A research team from Ulsan National Institute of Science and Technology (UNIST) has introduced a groundbreaking technology that can decompose almost all nitrous oxide (N2O) at ambient temperatures. This innovative method employs mechanical impacts and friction to efficiently address nitrous oxide emissions produced by engine exhaust and various chemical processes, representing a significant advancement in efforts to mitigate greenhouse gases and promote carbon neutrality.
The findings, led by Professor Jong-Beom Baek and his team from the School of Energy and Chemical Engineering at UNIST, were published in the journal Advanced Materials. Nitrous oxide, a gas frequently released from chemical manufacturing and vehicle exhaust, has a Global Warming Potential (GWP) that is approximately 310 times greater than that of carbon dioxide, contributing to ozone layer depletion. Traditional thermal catalytic methods have struggled with N2O decomposition, requiring temperatures above 445°C, which leads to high energy consumption.
The researchers utilized a ball mill reaction vessel filled with millimeter-sized beads, a nickel oxide (NiO) catalyst, and nitrous oxide gas. By agitating this mixture, the team generated high-energy collisions and friction among the beads, creating dense defects and ultra-oxidized states on the surface of the NiO catalyst. Under these conditions, they achieved rapid decomposition of N2O at low temperatures, a feat that conventional thermal catalysts could not accomplish.
Experimental results revealed that this method can decompose nearly 100% of nitrous oxide at just 42°C, achieving an impressive conversion efficiency of 99.98% and a decomposition rate of 1,761 mL per hour. In comparison, traditional thermocatalytic methods operate at 445°C with a significantly lower conversion rate of 49.16% and an output of 294.9 mL per hour, highlighting a more than sixfold increase in energy efficiency.
The research team further validated the technology”s suitability for real-world applications. In tests simulating emissions from diesel engines, the process removed 95% to 100% of N2O. Additionally, during continuous processing tests designed to replicate large-scale gas treatment facilities, a remarkable conversion rate of approximately 97.6% was sustained. The method also demonstrated stability in the presence of oxygen and moisture, conditions typical of actual exhaust gases.

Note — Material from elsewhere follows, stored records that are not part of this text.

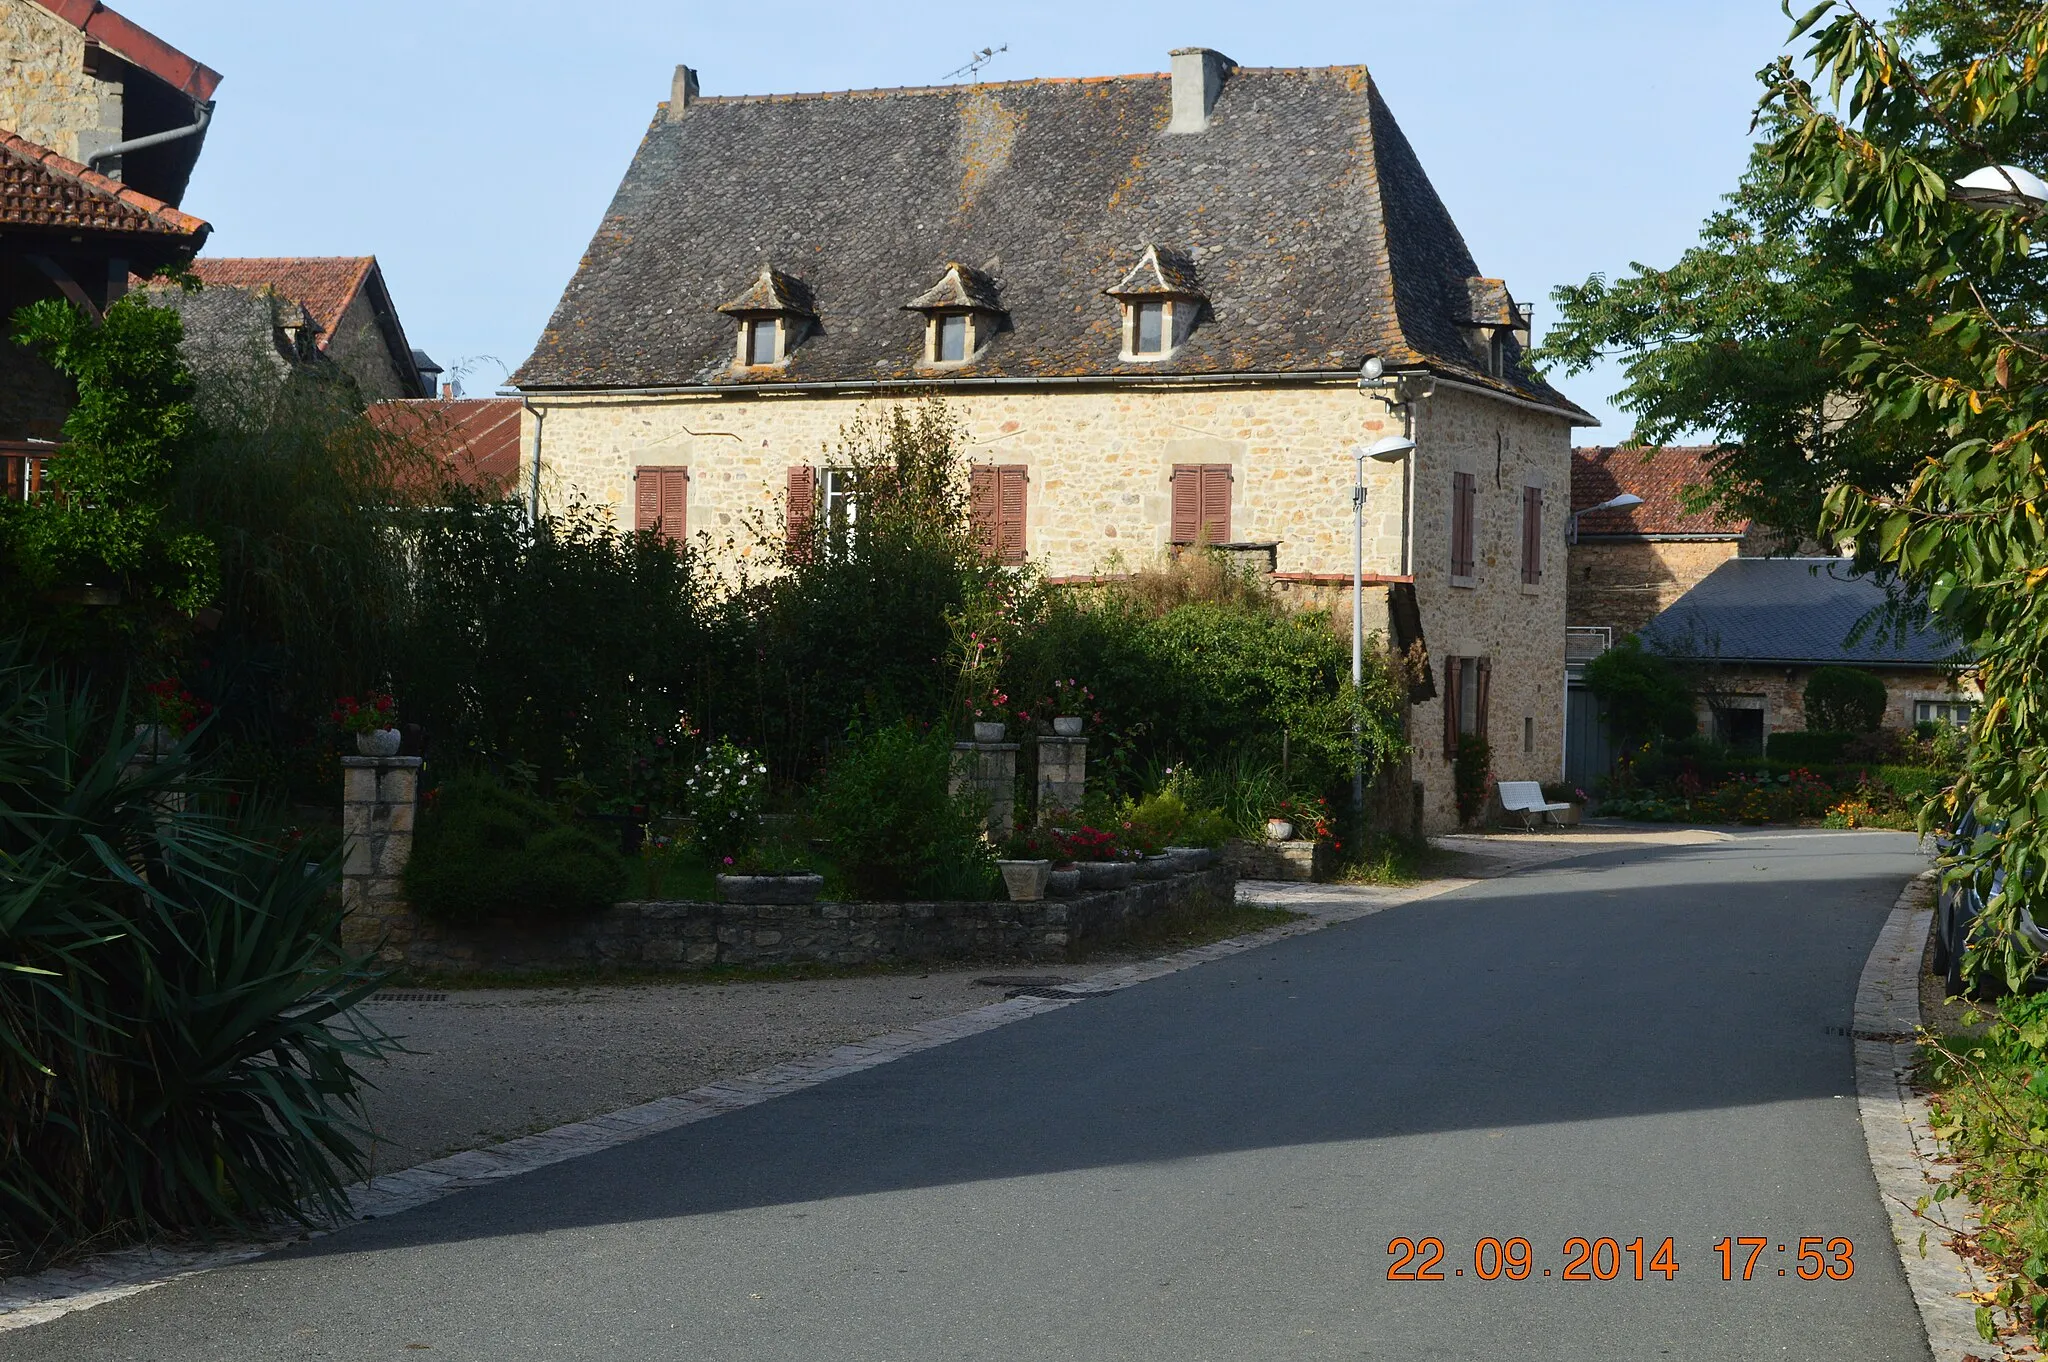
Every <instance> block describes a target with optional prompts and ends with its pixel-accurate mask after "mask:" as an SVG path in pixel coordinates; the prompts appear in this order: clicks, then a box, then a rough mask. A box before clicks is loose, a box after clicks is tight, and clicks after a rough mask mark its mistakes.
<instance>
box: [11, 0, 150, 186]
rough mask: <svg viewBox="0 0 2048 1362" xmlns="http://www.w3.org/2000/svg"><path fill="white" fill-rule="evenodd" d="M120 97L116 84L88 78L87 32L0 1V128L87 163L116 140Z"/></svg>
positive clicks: (108, 81)
mask: <svg viewBox="0 0 2048 1362" xmlns="http://www.w3.org/2000/svg"><path fill="white" fill-rule="evenodd" d="M115 70H119V66H117V68H115ZM121 96H123V86H121V82H119V80H94V78H92V76H86V35H84V33H80V31H78V29H74V27H72V25H68V23H63V20H61V18H57V16H55V14H51V12H49V10H45V8H41V6H37V4H31V2H29V0H0V127H4V129H8V131H12V133H18V135H23V137H27V139H29V141H33V143H37V145H41V147H49V150H51V152H55V154H57V156H68V158H72V160H74V162H80V164H84V160H86V158H88V156H92V154H94V152H98V150H100V147H106V145H113V143H117V141H121Z"/></svg>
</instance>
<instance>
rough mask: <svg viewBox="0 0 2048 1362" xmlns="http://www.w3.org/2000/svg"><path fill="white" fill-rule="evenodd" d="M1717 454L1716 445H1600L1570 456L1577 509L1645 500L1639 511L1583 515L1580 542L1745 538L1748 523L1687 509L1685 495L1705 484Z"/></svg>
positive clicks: (1575, 507)
mask: <svg viewBox="0 0 2048 1362" xmlns="http://www.w3.org/2000/svg"><path fill="white" fill-rule="evenodd" d="M1716 449H1718V446H1714V444H1665V446H1661V449H1626V446H1616V444H1599V446H1585V449H1575V451H1571V508H1573V510H1585V508H1587V506H1599V504H1602V502H1608V500H1612V498H1616V496H1620V494H1624V492H1634V494H1636V496H1640V498H1642V504H1640V506H1628V508H1624V510H1602V512H1593V514H1589V516H1583V518H1581V520H1579V539H1602V537H1638V535H1694V537H1714V539H1741V537H1743V535H1745V533H1747V530H1749V520H1726V518H1722V514H1720V512H1718V510H1714V508H1708V510H1686V490H1688V487H1698V485H1702V483H1704V481H1706V467H1702V461H1704V459H1706V457H1708V455H1712V453H1716Z"/></svg>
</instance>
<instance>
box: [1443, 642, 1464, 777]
mask: <svg viewBox="0 0 2048 1362" xmlns="http://www.w3.org/2000/svg"><path fill="white" fill-rule="evenodd" d="M1462 670H1464V657H1444V756H1446V758H1450V756H1458V707H1460V703H1462V700H1464V688H1462V686H1460V684H1458V682H1462V680H1464V676H1460V672H1462Z"/></svg>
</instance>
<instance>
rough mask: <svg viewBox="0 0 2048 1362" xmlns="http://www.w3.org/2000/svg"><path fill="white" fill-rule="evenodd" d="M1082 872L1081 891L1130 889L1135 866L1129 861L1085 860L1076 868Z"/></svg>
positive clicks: (1077, 866)
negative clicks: (1130, 882) (1128, 861)
mask: <svg viewBox="0 0 2048 1362" xmlns="http://www.w3.org/2000/svg"><path fill="white" fill-rule="evenodd" d="M1075 868H1077V870H1079V872H1081V889H1090V891H1096V889H1128V887H1130V879H1133V864H1130V862H1128V860H1083V862H1079V864H1077V866H1075Z"/></svg>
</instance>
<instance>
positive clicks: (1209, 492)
mask: <svg viewBox="0 0 2048 1362" xmlns="http://www.w3.org/2000/svg"><path fill="white" fill-rule="evenodd" d="M1200 541H1202V543H1204V545H1227V543H1231V465H1227V463H1208V465H1202V533H1200Z"/></svg>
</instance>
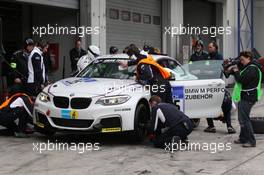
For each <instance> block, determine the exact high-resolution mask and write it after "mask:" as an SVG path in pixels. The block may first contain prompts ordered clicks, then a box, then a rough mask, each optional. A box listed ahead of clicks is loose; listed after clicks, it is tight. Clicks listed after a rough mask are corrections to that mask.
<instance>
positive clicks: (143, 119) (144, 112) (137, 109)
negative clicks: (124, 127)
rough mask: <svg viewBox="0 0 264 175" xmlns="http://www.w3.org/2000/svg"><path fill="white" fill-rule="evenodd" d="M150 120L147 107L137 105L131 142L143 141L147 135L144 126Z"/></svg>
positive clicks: (134, 119)
mask: <svg viewBox="0 0 264 175" xmlns="http://www.w3.org/2000/svg"><path fill="white" fill-rule="evenodd" d="M149 118H150V112H149V109H148V107H147V106H146V105H145V104H144V103H139V104H138V106H137V108H136V112H135V119H134V131H133V140H135V141H139V142H140V141H143V140H144V138H145V137H146V135H147V130H146V124H147V122H148V120H149Z"/></svg>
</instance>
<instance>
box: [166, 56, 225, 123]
mask: <svg viewBox="0 0 264 175" xmlns="http://www.w3.org/2000/svg"><path fill="white" fill-rule="evenodd" d="M167 65H168V66H167V68H169V69H170V70H172V73H173V74H174V77H175V80H171V81H170V83H171V86H172V95H173V100H174V104H175V105H177V106H178V107H179V109H180V110H181V111H183V112H184V113H185V114H186V115H188V116H189V117H190V118H214V117H218V116H219V115H220V114H221V113H222V110H221V105H222V102H223V98H224V93H225V92H224V91H225V82H224V81H223V80H222V79H221V78H220V77H221V76H220V75H221V61H220V62H217V61H212V62H211V61H209V62H206V61H202V62H197V63H194V64H193V65H183V66H181V65H179V64H178V62H176V61H174V60H171V59H169V60H167ZM218 69H219V70H218Z"/></svg>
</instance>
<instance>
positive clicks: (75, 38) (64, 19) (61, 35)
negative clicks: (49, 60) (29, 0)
mask: <svg viewBox="0 0 264 175" xmlns="http://www.w3.org/2000/svg"><path fill="white" fill-rule="evenodd" d="M76 21H77V11H76V10H71V9H64V8H55V7H47V6H33V7H32V26H47V24H50V25H55V24H58V26H76V25H77V22H76ZM42 38H43V39H45V40H47V41H48V42H50V43H58V44H59V69H58V70H57V71H56V72H54V73H53V74H52V75H51V76H50V79H51V80H58V79H61V78H62V70H63V56H65V57H66V64H65V66H66V67H65V72H66V76H69V74H70V72H71V67H70V58H69V51H70V49H72V48H73V47H74V41H75V39H76V38H77V37H76V36H75V35H45V36H43V37H42ZM33 39H34V40H36V41H37V40H40V38H39V37H38V36H37V35H34V36H33Z"/></svg>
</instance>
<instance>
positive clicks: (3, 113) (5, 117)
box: [0, 91, 33, 138]
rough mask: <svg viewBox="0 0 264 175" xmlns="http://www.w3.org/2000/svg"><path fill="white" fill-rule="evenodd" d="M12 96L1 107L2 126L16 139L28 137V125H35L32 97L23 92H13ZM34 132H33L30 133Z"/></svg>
mask: <svg viewBox="0 0 264 175" xmlns="http://www.w3.org/2000/svg"><path fill="white" fill-rule="evenodd" d="M12 94H13V95H12ZM11 95H12V96H11V97H10V98H8V99H7V100H6V101H4V103H2V104H1V105H0V125H1V126H4V127H6V128H7V130H8V131H10V132H12V134H14V135H15V136H16V137H20V138H24V137H28V135H27V133H29V130H28V128H27V123H30V124H33V119H32V111H33V103H32V101H31V99H30V97H29V96H28V95H26V94H24V93H21V91H14V92H13V93H12V92H11ZM17 119H18V125H17V124H16V120H17ZM32 132H33V131H32V130H31V131H30V133H32Z"/></svg>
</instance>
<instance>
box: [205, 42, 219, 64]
mask: <svg viewBox="0 0 264 175" xmlns="http://www.w3.org/2000/svg"><path fill="white" fill-rule="evenodd" d="M208 52H209V55H208V60H223V56H222V55H221V54H220V53H219V51H218V45H217V43H216V42H215V41H212V42H210V43H209V44H208Z"/></svg>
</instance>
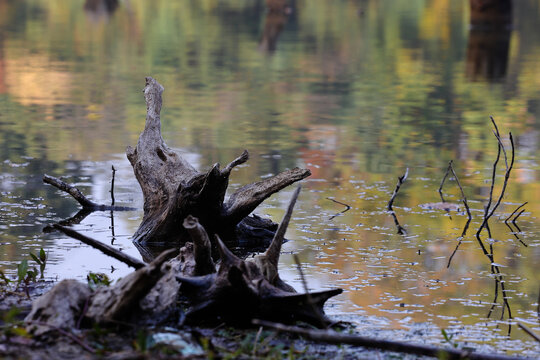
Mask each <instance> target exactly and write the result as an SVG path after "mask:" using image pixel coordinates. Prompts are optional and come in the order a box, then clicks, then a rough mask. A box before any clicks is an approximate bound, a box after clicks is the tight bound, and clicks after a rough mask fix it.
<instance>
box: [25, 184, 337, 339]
mask: <svg viewBox="0 0 540 360" xmlns="http://www.w3.org/2000/svg"><path fill="white" fill-rule="evenodd" d="M299 192H300V188H298V189H297V190H296V191H295V192H294V194H293V197H292V199H291V201H290V204H289V207H288V209H287V212H286V213H285V215H284V217H283V220H282V222H281V224H280V225H279V227H278V229H277V231H276V233H275V236H274V238H273V239H272V242H271V244H270V246H269V247H268V249H267V250H266V252H264V253H263V254H259V255H257V256H254V257H252V258H249V259H248V260H242V259H240V258H238V257H237V256H236V255H234V254H233V253H232V252H231V251H230V250H229V249H228V248H227V247H226V246H225V244H223V242H222V241H221V240H220V238H219V236H218V235H215V237H216V239H215V242H216V244H217V249H218V251H219V256H220V261H219V263H218V265H215V263H214V260H213V258H212V244H211V242H210V238H209V236H208V233H207V232H206V230H205V229H204V227H203V226H202V225H201V224H200V223H199V221H198V219H197V218H195V217H193V216H191V215H189V216H188V217H187V218H186V219H185V220H184V222H183V226H184V227H185V228H186V229H187V232H188V233H189V235H190V236H191V239H192V241H193V242H187V243H186V244H185V246H183V247H182V248H181V249H180V251H179V254H178V255H177V256H176V257H174V256H175V255H176V254H177V253H178V251H177V250H176V249H170V250H167V251H165V252H163V253H161V254H160V255H159V256H158V257H157V258H156V259H155V260H154V261H152V262H151V263H150V264H147V265H144V266H141V264H140V263H137V262H135V263H134V261H133V259H131V258H129V257H128V256H125V255H121V252H120V251H118V250H114V251H113V252H111V249H110V248H109V247H108V246H103V244H102V243H100V242H99V241H96V240H93V239H90V240H89V238H88V237H85V236H82V235H81V234H79V233H77V232H76V231H73V230H69V229H66V228H63V227H61V226H59V225H56V226H55V227H56V228H58V229H59V230H61V231H64V232H65V233H66V234H67V235H69V236H72V237H74V238H76V239H79V240H82V241H84V242H85V243H87V244H89V245H91V246H94V247H95V248H97V249H99V250H101V251H103V252H105V253H106V254H108V255H112V256H114V257H115V258H116V259H118V260H120V261H123V262H125V263H127V264H129V265H130V266H133V267H138V269H137V270H136V271H135V272H133V273H131V274H129V275H128V276H126V277H124V278H122V279H121V280H119V281H118V282H117V283H116V284H115V285H114V286H110V287H106V286H101V287H98V289H97V290H96V291H95V292H93V293H92V292H91V291H90V289H89V287H88V286H87V285H83V284H80V283H77V282H75V281H73V280H69V281H68V280H66V281H63V282H61V283H60V284H58V285H57V286H55V287H54V288H53V289H52V290H51V291H50V292H49V293H48V294H47V295H46V296H44V297H43V298H41V299H40V300H38V301H36V302H35V303H34V307H33V309H32V312H31V313H30V315H29V316H28V317H27V318H26V320H27V322H28V323H29V326H30V327H31V329H32V330H33V331H36V332H37V333H43V332H46V331H48V330H50V329H54V328H61V327H68V328H69V327H74V326H75V324H83V325H87V326H90V325H93V324H95V323H98V324H105V325H106V324H111V323H119V322H120V323H125V322H128V323H140V322H145V321H146V320H147V319H152V320H151V321H152V322H153V323H154V324H155V323H156V322H159V320H160V319H163V320H166V321H175V319H174V318H170V316H169V315H170V314H178V313H179V312H181V310H180V308H179V307H178V299H180V298H184V299H185V305H186V306H187V308H188V311H187V312H186V313H185V316H182V317H181V319H183V321H184V322H187V323H195V324H200V323H207V322H213V323H215V322H216V321H219V322H226V323H232V324H241V325H250V324H251V321H252V320H253V319H254V318H260V319H269V320H272V321H281V322H294V321H296V320H302V321H305V322H308V323H311V324H313V325H315V326H320V327H326V326H327V325H329V324H331V323H332V322H331V321H330V320H329V319H328V318H326V316H325V315H324V312H323V306H324V303H325V302H326V300H328V299H329V298H330V297H332V296H335V295H337V294H340V293H341V292H342V290H341V289H333V290H326V291H320V292H314V293H307V294H297V293H296V292H295V290H294V288H292V287H291V286H290V285H288V284H286V283H285V282H284V281H283V280H281V278H280V277H279V272H278V261H279V255H280V250H281V245H282V243H283V240H284V237H285V232H286V230H287V226H288V224H289V221H290V219H291V216H292V211H293V207H294V204H295V202H296V199H297V198H298V194H299ZM119 253H120V254H119ZM173 257H174V258H173ZM81 319H83V321H82V322H81ZM38 323H39V324H42V326H41V327H39V328H35V327H36V325H35V324H38Z"/></svg>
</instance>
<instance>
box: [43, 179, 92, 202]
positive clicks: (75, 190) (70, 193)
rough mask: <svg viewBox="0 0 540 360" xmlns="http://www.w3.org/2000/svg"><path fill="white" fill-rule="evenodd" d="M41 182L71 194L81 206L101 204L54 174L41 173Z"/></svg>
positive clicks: (64, 191) (71, 195)
mask: <svg viewBox="0 0 540 360" xmlns="http://www.w3.org/2000/svg"><path fill="white" fill-rule="evenodd" d="M43 182H45V183H47V184H49V185H52V186H54V187H55V188H57V189H59V190H62V191H64V192H67V193H68V194H69V195H71V196H72V197H73V198H74V199H75V200H77V202H78V203H79V204H81V206H82V207H83V208H92V209H93V208H99V207H100V206H101V205H100V204H97V203H95V202H93V201H92V200H89V199H88V198H87V197H86V196H84V195H83V193H82V192H81V191H80V190H79V189H78V188H77V187H75V186H72V185H70V184H68V183H66V182H64V181H62V180H60V179H58V178H55V177H54V176H49V175H47V174H45V175H43Z"/></svg>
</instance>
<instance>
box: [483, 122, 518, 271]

Economic assessments indicate that this mechanochemical approach is over eight times more cost-effective than existing thermal catalytic processes. Professor Baek remarked, “With the European Union”s upcoming implementation of the Euro 7 emission standards, which include stricter regulations on nitrous oxide, the need for effective removal technologies has become increasingly critical. This innovation addresses N2O emissions effectively from diesel engines, as well as from processes involving nitric and adipic acid production, and ammonia-powered ships, thus supporting efforts toward carbon neutrality and reducing greenhouse gases.”
For further details, refer to the study by Seung-Hyeon Kim et al, “Mechanochemical Nitrous Oxide Decomposition,” published in Advanced Materials in 2025.